4 février 2007

Soleil d'hiver a Lhassa


Lhassa,Tibet occupe.

Tashi delek!

Le Tibet en hiver,c'est le pied!Je m'y plait tellement que j'ai un pincement au coeur a l'idee de quitter Lhassa.Mais j'ai encore quelques centaines de kilometres de route tibetaine(entre cinq et quinze jours) devant moi...et etant illegal dans cette province,il y a un risque(accru en allant vers l'Est) que l'on m'arrete et me renvoie a Lhassa.

J'ai parfois encore de la peine a realiser ou je suis.J'ai tellement reve du Tibet...que je n'ai jamais pense serieusement a y passer durant ce voyage.Et il y a deux semaines encore,je n'imaginais pas aller jusqu'a Lhassa.Voila comment c'est arrive:

...

Annoncer dans mon dernier post que j'allais arriver sur le plateau tibetain le lendemain,c'etait vendre la peau de l'ours avant de l'avoir tuer:J'ai moisi quatre jours a Charklik,bled ouighour noyaute par une colonie chinoise, attendant le depart d'une jeep qui pouvait etre imminent.Nous etions deux passagers,le chauffeur en voulait sept ou huit.
Vous ne connaissez probablement pas cette sensation de leger excitement un peu impatient lorsqu'on sait que ce peut etre a tout moment, ou l'on hesite a s'eloigner de plus de vingt metres du vehicule ou du chauffeur,... et qu'a la fin de la journee,ce dernier apres une centieme partie de mah-jong, siffle entre ses dents carriees:"Mingtian!"(demain) Mingtian toujours invoque, mingtian tout ira mieux, mingtian n'arrive jamais!Apres un an et demi de voyage et avoir laisse derriere moi des pays comme l'Afghanistan,je ne pensais pas que cela m'arriverais encore...
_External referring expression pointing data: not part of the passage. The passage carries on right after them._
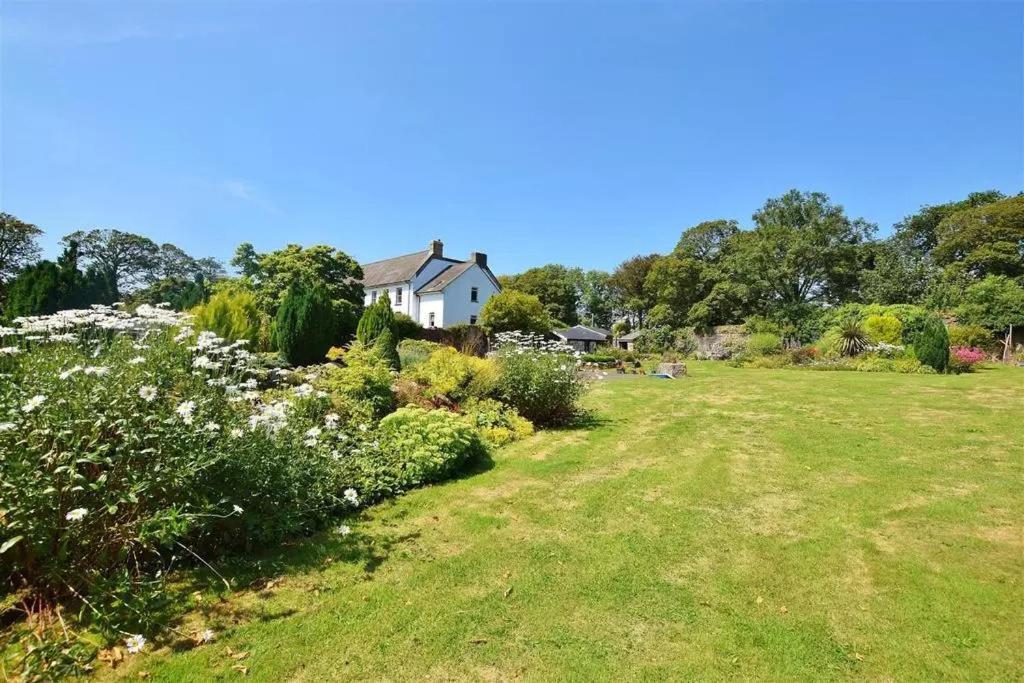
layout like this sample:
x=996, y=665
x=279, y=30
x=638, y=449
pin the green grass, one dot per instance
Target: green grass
x=736, y=523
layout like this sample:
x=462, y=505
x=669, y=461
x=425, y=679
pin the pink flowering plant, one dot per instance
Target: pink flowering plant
x=964, y=358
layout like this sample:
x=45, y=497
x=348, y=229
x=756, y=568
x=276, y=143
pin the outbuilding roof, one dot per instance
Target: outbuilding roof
x=581, y=333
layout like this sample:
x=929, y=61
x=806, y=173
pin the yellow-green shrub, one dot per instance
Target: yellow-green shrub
x=456, y=376
x=497, y=423
x=232, y=314
x=884, y=329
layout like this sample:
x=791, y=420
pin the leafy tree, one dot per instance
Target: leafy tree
x=46, y=287
x=984, y=240
x=896, y=273
x=18, y=247
x=803, y=249
x=127, y=259
x=597, y=299
x=510, y=310
x=920, y=232
x=628, y=282
x=558, y=289
x=707, y=241
x=996, y=303
x=246, y=259
x=304, y=325
x=180, y=293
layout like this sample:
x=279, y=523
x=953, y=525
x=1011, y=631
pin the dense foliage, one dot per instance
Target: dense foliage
x=304, y=327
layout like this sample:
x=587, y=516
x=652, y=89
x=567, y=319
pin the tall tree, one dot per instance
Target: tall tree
x=982, y=241
x=18, y=247
x=597, y=299
x=920, y=231
x=628, y=283
x=803, y=249
x=557, y=287
x=128, y=260
x=997, y=303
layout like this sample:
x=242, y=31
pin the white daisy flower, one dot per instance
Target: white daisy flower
x=33, y=403
x=184, y=411
x=135, y=643
x=351, y=497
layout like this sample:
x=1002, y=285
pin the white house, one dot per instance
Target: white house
x=430, y=288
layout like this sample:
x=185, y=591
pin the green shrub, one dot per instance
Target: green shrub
x=360, y=390
x=387, y=346
x=764, y=343
x=117, y=455
x=544, y=387
x=450, y=375
x=406, y=327
x=425, y=446
x=232, y=314
x=884, y=329
x=932, y=344
x=304, y=328
x=414, y=351
x=972, y=336
x=375, y=319
x=497, y=423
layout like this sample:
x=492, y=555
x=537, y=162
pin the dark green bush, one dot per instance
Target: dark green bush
x=932, y=344
x=304, y=328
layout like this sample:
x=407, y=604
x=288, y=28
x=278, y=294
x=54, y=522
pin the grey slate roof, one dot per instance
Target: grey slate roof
x=397, y=269
x=444, y=278
x=581, y=333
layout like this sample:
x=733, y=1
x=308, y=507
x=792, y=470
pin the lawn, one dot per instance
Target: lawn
x=738, y=522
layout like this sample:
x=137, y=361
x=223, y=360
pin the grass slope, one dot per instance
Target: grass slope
x=738, y=522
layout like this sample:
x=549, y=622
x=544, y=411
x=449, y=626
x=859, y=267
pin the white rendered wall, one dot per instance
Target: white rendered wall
x=432, y=302
x=458, y=306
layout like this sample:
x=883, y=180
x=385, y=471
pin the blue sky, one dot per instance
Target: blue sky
x=577, y=132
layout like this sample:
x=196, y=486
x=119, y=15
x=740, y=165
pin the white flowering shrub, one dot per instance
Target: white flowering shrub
x=128, y=442
x=539, y=378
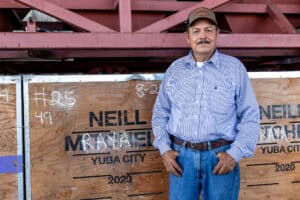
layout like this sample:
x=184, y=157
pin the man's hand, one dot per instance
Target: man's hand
x=170, y=163
x=225, y=165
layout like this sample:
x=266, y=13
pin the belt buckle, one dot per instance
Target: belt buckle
x=193, y=145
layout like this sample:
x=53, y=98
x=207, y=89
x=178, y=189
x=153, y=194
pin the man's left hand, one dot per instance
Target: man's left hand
x=225, y=165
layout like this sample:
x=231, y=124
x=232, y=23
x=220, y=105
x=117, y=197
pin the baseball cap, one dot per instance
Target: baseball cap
x=201, y=13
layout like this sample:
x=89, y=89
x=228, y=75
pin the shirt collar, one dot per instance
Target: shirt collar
x=189, y=59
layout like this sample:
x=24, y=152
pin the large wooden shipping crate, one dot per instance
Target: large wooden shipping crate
x=11, y=156
x=274, y=172
x=89, y=137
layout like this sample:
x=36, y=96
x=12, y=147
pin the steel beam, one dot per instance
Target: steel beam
x=65, y=15
x=138, y=40
x=179, y=17
x=279, y=19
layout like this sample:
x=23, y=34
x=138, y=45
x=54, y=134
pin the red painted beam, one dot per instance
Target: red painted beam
x=179, y=17
x=279, y=19
x=138, y=40
x=168, y=53
x=162, y=6
x=125, y=17
x=65, y=15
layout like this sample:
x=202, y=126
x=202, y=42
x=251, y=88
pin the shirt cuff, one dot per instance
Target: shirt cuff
x=235, y=153
x=163, y=148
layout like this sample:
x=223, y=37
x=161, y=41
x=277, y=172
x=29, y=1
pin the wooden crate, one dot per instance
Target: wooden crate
x=274, y=171
x=11, y=160
x=90, y=138
x=69, y=115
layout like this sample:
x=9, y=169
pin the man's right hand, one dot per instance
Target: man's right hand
x=169, y=159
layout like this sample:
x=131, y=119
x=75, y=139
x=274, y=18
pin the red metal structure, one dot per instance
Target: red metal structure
x=144, y=33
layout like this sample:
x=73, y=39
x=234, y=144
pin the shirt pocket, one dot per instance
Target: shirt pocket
x=221, y=100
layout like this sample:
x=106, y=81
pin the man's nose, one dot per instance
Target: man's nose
x=202, y=34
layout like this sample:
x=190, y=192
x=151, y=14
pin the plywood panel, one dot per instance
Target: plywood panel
x=274, y=171
x=93, y=141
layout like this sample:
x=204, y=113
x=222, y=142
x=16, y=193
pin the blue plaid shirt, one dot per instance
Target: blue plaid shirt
x=208, y=103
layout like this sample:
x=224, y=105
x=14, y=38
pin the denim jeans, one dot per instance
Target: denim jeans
x=197, y=177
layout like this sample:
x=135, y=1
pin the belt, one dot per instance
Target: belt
x=202, y=146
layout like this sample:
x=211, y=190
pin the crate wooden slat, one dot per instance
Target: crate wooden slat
x=56, y=173
x=11, y=164
x=62, y=113
x=274, y=171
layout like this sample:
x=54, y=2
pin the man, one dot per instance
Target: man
x=205, y=118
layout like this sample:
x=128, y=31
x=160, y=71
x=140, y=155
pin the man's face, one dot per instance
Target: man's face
x=202, y=37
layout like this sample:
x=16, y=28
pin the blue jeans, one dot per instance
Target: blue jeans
x=197, y=177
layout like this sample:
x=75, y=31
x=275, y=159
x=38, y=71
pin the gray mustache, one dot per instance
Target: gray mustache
x=203, y=42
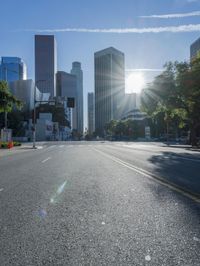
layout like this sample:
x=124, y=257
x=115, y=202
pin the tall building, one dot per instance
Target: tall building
x=66, y=86
x=12, y=68
x=45, y=63
x=76, y=70
x=195, y=49
x=109, y=86
x=90, y=113
x=24, y=91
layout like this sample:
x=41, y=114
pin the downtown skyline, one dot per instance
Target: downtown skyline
x=143, y=48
Au matin du quatrieme jour, je m'appretais a repartir en arriere lorsque je vis ce vilain mettre la derniere main au paquetage sur le toit de sa jeep.Comme je m'y attendais,huit passagers etaient arrive d'un seul coup...nous etions dix.
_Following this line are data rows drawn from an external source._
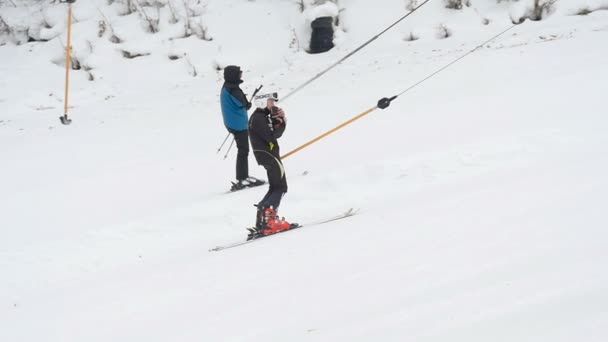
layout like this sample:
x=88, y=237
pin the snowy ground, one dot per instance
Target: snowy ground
x=482, y=192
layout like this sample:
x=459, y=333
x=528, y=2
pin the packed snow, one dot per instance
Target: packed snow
x=482, y=192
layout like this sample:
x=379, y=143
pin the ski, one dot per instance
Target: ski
x=238, y=187
x=350, y=212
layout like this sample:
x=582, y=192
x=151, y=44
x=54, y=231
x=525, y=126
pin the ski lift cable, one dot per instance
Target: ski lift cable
x=351, y=53
x=385, y=102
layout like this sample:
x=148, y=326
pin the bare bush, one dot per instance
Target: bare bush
x=542, y=8
x=410, y=5
x=411, y=37
x=443, y=32
x=103, y=25
x=5, y=31
x=457, y=4
x=584, y=11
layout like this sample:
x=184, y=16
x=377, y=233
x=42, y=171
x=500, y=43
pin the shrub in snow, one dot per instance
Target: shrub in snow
x=411, y=4
x=5, y=32
x=411, y=37
x=320, y=26
x=457, y=4
x=531, y=9
x=443, y=32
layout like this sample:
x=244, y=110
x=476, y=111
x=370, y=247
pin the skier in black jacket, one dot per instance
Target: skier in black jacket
x=266, y=126
x=234, y=111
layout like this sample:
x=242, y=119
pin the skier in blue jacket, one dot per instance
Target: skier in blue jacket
x=234, y=110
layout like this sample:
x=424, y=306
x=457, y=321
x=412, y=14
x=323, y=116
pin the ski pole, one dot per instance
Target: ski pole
x=68, y=58
x=382, y=104
x=222, y=145
x=229, y=147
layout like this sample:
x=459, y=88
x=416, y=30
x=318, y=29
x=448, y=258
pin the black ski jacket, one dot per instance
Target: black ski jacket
x=263, y=133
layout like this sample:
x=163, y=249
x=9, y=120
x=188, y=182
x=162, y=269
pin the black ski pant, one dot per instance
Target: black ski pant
x=242, y=157
x=277, y=181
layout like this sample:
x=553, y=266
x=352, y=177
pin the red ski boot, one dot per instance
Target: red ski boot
x=272, y=224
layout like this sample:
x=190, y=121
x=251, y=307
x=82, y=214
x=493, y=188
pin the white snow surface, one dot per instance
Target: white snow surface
x=482, y=192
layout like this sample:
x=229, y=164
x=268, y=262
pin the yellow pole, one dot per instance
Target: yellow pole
x=68, y=60
x=329, y=132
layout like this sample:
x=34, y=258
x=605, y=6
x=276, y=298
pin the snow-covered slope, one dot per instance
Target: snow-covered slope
x=481, y=192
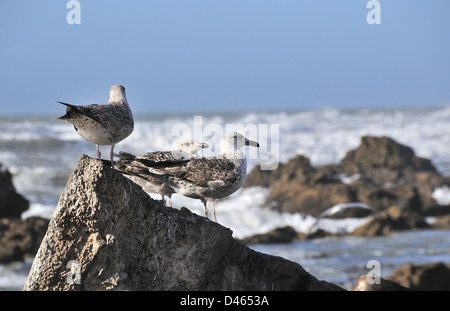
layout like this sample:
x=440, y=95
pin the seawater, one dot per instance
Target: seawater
x=41, y=152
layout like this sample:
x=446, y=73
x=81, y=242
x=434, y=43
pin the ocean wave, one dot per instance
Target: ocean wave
x=41, y=152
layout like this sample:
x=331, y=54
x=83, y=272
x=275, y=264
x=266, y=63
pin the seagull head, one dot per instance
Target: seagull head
x=117, y=94
x=235, y=141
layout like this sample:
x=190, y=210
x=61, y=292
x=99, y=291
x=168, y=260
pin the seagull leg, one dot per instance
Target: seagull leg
x=169, y=201
x=205, y=208
x=99, y=154
x=111, y=155
x=213, y=210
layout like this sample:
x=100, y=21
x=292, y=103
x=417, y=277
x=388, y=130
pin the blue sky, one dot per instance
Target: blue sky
x=227, y=55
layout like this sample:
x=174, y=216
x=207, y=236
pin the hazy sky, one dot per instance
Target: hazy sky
x=224, y=55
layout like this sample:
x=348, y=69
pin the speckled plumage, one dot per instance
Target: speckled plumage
x=208, y=179
x=103, y=124
x=136, y=168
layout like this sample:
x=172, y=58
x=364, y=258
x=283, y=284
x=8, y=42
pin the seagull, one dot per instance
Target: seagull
x=136, y=170
x=209, y=178
x=104, y=124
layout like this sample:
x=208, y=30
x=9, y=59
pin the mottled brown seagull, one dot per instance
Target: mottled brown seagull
x=103, y=124
x=135, y=167
x=209, y=178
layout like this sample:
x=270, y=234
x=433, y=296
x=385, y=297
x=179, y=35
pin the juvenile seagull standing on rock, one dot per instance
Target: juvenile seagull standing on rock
x=105, y=124
x=208, y=179
x=135, y=168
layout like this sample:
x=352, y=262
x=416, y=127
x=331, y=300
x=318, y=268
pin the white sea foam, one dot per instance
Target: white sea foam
x=442, y=195
x=42, y=152
x=245, y=213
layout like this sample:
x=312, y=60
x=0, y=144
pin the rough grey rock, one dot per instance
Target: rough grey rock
x=108, y=234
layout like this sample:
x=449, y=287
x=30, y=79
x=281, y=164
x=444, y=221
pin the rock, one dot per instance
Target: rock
x=386, y=222
x=383, y=153
x=20, y=237
x=12, y=204
x=429, y=277
x=380, y=173
x=108, y=234
x=298, y=168
x=278, y=235
x=384, y=285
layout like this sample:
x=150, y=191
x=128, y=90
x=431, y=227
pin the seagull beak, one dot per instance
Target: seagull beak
x=249, y=142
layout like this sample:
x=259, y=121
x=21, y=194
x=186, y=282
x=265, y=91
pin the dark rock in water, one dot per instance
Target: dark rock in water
x=380, y=173
x=278, y=235
x=382, y=285
x=384, y=153
x=20, y=237
x=429, y=277
x=108, y=234
x=12, y=204
x=386, y=222
x=298, y=168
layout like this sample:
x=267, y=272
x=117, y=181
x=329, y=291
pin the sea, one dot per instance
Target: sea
x=42, y=151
Six heures de route entre desert et montagnes qui me rappela fichtrement les voyages en pick-up baloutch, dont on sort la moitie du corps paralysee par les positions inconfortables.Six heures de route epoustouflante de brutalite minerale,passant de dunes de sables a canyons demesures en roulant sur des fleuves geles,avant d'attaquer des cotes a donner le vertige, passant du niveau de la mer a presque 3000m. d'altitude.
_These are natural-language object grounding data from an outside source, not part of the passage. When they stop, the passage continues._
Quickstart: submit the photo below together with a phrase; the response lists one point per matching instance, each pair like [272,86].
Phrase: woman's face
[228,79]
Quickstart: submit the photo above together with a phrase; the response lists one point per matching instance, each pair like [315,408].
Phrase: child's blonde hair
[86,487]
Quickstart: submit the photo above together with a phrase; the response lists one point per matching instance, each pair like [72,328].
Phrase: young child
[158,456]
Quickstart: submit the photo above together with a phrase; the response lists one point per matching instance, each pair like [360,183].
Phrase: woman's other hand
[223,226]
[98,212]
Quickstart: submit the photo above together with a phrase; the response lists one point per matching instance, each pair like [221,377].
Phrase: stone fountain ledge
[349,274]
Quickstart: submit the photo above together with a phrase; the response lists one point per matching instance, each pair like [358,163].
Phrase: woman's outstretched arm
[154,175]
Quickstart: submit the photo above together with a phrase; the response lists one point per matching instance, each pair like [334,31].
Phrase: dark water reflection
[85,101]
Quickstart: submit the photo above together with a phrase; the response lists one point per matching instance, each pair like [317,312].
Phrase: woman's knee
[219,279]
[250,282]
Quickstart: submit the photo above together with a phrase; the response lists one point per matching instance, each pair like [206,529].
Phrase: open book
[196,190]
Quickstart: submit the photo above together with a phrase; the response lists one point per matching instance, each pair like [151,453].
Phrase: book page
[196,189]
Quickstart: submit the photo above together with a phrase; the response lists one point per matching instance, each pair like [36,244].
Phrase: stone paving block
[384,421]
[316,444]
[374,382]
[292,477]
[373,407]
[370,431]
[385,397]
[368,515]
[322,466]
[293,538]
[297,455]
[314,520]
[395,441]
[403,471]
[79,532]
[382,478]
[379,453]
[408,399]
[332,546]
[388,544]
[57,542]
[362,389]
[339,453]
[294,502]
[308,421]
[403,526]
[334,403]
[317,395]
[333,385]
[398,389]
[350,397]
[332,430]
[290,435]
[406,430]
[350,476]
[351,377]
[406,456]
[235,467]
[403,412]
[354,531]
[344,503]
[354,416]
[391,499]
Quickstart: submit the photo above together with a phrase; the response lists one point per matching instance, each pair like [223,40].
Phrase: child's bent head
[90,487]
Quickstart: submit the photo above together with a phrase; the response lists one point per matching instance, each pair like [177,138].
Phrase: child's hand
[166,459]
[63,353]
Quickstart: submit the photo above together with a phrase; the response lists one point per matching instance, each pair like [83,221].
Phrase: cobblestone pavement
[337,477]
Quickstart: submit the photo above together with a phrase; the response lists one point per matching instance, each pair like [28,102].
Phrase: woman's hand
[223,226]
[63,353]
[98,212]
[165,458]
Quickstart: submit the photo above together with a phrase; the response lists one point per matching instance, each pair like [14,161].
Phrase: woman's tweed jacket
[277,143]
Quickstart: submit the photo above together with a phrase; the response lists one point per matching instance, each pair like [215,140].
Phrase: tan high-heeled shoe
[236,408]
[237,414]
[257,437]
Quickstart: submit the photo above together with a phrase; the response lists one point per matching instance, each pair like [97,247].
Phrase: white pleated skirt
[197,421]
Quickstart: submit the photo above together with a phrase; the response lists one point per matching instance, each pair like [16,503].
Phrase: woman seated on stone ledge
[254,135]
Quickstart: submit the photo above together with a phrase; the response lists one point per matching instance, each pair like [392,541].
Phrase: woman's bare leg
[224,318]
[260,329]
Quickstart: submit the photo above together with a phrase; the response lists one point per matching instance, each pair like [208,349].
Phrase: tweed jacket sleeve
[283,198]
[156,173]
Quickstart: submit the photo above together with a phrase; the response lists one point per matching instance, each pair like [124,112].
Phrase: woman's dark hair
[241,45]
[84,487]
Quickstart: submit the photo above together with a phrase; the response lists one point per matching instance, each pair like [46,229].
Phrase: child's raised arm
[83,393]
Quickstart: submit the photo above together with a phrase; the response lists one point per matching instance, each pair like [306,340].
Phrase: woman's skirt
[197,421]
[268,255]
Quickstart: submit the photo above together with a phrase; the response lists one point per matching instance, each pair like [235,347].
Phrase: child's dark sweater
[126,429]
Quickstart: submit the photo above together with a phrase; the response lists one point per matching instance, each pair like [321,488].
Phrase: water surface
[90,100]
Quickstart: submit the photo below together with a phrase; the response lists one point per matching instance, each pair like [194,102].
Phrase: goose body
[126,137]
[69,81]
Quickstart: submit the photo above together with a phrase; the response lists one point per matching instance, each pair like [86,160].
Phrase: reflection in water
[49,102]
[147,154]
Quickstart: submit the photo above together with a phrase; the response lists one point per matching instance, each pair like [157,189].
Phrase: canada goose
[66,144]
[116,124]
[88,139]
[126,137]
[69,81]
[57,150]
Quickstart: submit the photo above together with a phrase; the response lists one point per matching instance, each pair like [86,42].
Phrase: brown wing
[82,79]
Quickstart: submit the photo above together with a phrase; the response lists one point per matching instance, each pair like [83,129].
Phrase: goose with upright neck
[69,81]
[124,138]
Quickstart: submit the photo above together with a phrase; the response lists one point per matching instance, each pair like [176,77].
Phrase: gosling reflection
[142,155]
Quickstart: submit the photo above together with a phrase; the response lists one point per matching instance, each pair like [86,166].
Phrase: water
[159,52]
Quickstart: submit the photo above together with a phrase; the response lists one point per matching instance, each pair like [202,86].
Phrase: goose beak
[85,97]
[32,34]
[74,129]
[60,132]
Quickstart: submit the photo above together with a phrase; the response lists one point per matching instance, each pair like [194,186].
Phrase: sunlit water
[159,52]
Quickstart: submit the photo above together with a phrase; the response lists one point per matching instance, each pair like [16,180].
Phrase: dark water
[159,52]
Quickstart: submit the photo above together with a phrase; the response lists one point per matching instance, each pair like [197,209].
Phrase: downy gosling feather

Ce n'etait pas gagne pourtant:Depose dans un hameau plus perdu que Piogre,il fallut bataille pour atteindre un village juste un peu plus gros,quoique tout aussi artificiel-vivant de l'extraction du petrole-, en province d'Amdo/Qinghai.Je du y passer deux nuits avant qu'un bus parte pour Golmud vers le sud.

Paysages de haut-plateau orange,brule par le vent,perpetuellement renouvele par l'erosion.Je ne m'en lassais pas,mais la nuit tombee il n'y eu plus que les etoiles a admirer.Difficile tache que de dormir.L'interieur de ce genre de bus est divise en trois ranges de couchettes sur deux etages,tellement etriquees que l'on a tous la tete dans les pied de son voisin,et concu specialement pour que l'on ne perde pas une once des secousses.Mais cela passe encore.S'il y a deux choses en revanche qui me font deconseiller absolument les bus chinois,ce sont la fumee et la television.

Les Chinois,comme les Turcs sont un peuple fumeur.La difference c'est que les cigarettes chinoises sont d'une toxicite inegalee.A Kashghar, ils raffolent des "pilot" kirghizes,c'est dire si les leurs sont degueulasses!Ils n'ont aucun scrupules a fumer dans un bus ferme et a cote d'enfant ou de jeunes meres.En Chine la notion de non-fumeur n'existe simplement pas.

Quant a la television,qu'elle diffuse de la techno chinoise(carrement arythmique!) ou des sketch dont je ne saisis goutte sauf que cela crie du debut a la fin, elle ne s'eteint jamais.

Le train du toit du monde

De Golmud je n'ai pas vu grand-chose(je n'ai rien rate parait-il):Apres treize heures de route,le bus s'arreta pile devant la gare.Dix minutes plus tard, a 4h10 du matin, j'etais dans le train le plus haut du monde, en route pour Lhassa.

Un vrai train suisse!Distributeur personnel d'oxygene pour les petites natures(On grimpe jusqu'a 5072 metres d'altitude!!!), trilingue chinois-tibetain-anglais, bande-annonces comme a la bourse qui donne l'altitude,la froidure et la vitesse(une moyenne de 95km/h.), triple lavabo a chaque extremite de wagon...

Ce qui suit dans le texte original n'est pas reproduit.